What Constitutes a Real Estate Counter Offer?
A real estate counter offer is generated by a home seller after a buyer has submitted an offer to purchase and the terms are not agreeable to the seller. Typically, a counter offer states that the seller has accepted the buyer’s offer subject to the following particulars. The following particulars can address such items as:
- Increasing the size of the earnest money deposit
- Refusals to pay for certain reports or fee
- Total consideration (generally a higher price)

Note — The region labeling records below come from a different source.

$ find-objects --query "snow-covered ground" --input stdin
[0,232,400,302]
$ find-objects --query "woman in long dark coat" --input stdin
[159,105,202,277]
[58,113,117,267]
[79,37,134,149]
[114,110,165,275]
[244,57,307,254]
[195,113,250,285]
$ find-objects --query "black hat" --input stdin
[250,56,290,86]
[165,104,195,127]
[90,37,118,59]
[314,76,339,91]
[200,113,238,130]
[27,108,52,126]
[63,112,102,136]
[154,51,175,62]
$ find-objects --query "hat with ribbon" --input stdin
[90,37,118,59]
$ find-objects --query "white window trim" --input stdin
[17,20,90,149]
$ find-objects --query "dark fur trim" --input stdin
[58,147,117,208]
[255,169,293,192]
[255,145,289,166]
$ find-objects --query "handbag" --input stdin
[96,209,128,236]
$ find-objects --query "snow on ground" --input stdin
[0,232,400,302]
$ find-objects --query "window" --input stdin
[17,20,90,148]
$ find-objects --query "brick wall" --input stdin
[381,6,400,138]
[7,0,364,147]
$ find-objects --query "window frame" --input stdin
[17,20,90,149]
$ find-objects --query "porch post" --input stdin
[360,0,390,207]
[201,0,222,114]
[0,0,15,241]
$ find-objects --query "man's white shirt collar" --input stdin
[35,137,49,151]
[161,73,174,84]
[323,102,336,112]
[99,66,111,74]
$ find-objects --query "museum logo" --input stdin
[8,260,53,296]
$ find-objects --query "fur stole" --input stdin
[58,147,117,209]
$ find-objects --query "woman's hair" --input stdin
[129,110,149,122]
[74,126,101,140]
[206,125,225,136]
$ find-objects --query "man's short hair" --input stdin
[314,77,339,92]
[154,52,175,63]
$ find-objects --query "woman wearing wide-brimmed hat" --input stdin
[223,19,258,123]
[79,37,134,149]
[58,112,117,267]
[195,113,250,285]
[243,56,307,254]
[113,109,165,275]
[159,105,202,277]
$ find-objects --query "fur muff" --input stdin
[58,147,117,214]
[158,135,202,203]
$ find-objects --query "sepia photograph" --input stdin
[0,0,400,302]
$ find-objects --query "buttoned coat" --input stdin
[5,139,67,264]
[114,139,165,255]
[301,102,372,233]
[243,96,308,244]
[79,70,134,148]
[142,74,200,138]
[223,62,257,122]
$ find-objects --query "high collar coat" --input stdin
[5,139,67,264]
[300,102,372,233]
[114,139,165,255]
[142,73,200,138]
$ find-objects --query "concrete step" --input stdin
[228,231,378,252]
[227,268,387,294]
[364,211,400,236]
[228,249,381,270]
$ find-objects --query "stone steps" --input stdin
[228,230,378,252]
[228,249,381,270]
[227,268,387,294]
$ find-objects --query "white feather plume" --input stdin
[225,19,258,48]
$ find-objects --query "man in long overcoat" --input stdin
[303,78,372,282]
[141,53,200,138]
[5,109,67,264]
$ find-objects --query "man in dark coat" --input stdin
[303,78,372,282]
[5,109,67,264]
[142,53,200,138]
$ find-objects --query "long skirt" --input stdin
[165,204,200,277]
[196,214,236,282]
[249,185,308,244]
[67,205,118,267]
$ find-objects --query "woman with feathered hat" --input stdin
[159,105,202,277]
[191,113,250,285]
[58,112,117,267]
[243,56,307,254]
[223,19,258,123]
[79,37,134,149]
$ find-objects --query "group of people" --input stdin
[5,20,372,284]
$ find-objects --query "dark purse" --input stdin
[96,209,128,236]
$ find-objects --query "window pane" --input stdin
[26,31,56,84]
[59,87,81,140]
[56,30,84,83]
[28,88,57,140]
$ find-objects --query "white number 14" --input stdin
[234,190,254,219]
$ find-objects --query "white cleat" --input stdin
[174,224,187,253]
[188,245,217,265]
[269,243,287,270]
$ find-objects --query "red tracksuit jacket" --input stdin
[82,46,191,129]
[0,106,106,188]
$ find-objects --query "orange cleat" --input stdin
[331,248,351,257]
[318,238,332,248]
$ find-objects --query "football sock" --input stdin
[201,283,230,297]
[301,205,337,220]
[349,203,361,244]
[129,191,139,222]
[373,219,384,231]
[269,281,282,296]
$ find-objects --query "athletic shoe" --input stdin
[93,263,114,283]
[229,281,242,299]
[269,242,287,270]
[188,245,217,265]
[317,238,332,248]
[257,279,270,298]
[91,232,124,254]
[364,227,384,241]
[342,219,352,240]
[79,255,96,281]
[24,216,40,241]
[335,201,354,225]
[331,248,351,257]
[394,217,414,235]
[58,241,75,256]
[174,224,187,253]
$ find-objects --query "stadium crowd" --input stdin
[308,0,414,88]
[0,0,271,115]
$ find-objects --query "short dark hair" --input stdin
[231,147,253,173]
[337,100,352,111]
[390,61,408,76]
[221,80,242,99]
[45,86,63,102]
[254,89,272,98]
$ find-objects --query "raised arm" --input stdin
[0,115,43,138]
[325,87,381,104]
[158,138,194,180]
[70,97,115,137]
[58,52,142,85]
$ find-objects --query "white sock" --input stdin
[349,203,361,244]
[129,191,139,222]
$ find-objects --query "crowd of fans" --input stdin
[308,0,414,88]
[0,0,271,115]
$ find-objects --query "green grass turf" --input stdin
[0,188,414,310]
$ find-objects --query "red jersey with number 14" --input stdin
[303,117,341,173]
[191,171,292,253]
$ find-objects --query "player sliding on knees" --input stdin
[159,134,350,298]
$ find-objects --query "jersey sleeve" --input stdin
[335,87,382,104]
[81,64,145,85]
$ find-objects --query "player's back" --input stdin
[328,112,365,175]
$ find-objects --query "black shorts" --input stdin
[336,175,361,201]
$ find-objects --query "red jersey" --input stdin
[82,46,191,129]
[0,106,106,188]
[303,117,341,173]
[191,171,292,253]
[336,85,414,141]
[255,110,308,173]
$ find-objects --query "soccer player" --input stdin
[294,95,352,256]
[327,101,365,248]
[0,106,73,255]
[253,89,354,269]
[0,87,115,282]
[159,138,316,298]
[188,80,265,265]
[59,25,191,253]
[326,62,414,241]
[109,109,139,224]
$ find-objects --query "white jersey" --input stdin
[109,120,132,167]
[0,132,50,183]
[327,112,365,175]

- Changing service providers
- Altering closing or possession date
- Excluding or adding personal property from the contract
- Modifying contingency time frames
- Early release of deposits
- Including amendments or addendum’s
- Fixing a buyer’s agent mistake
What’s a Normal Number of Counters to Expect?
Just as a seller can submit a counter offer to a buyer, a buyer can counter the seller’s counter, which will then become a counter-counter offer or Buyer Counter Offer #1. There is no limit to the number of counter offers that can be submitted back and forth. Here is a real example of five counters on a property listed at $415,000 in Florida. The buyer had submitted a lowball offer at $400,000. This was the result:
- Counter Offer #1 from Seller to Buyer
Seller counters sales price to $412,000. Washer and dryer included without warranty.
- Buyer Counter Offer #1 to Seller
Buyer counters sales price to $405,000. Washer and dryer included without warranty.
- Seller Counter Offer #2 from Seller to Buyer
Seller counters sales price to $409,900. Washer and dryer excluded from sale
- Buyer Counter Offer #2 from Buyer to Seller
Buyer counters sales price to $407,500.
Washer and dryer to remain as personal property.
- Seller Counter Offer #3 from Seller to Buyer
Seller agrees to sales price of $407,500. Refrigerator, washer an dryer excluded from sale.
Finally, the buyer accepted the fifth counter.
How is a Counter Offer Accepted in Real Estate?
If the counter offer is issued by the seller, the buyer can simply accept the counter and deliver it back to the party designated to receive it. Time is always of the essence. Counter offers contain an expiration date, just like purchase offers, which means the seller can accept another offer while the buyer is deciding whether to sign the counter offer.
If that happens, typically the seller will withdraw the counter offer.
When I’ve called agents to find out availability of property and whether any offers have been received, it’s very common (especially in seller’s markets) to hear, “We have a counter out.” Some agents would feel discouraged at that news. But I’ve snatched homes out from under the noses of competing buyers by immediately submitting an offer from my buyer while the counter “was out.”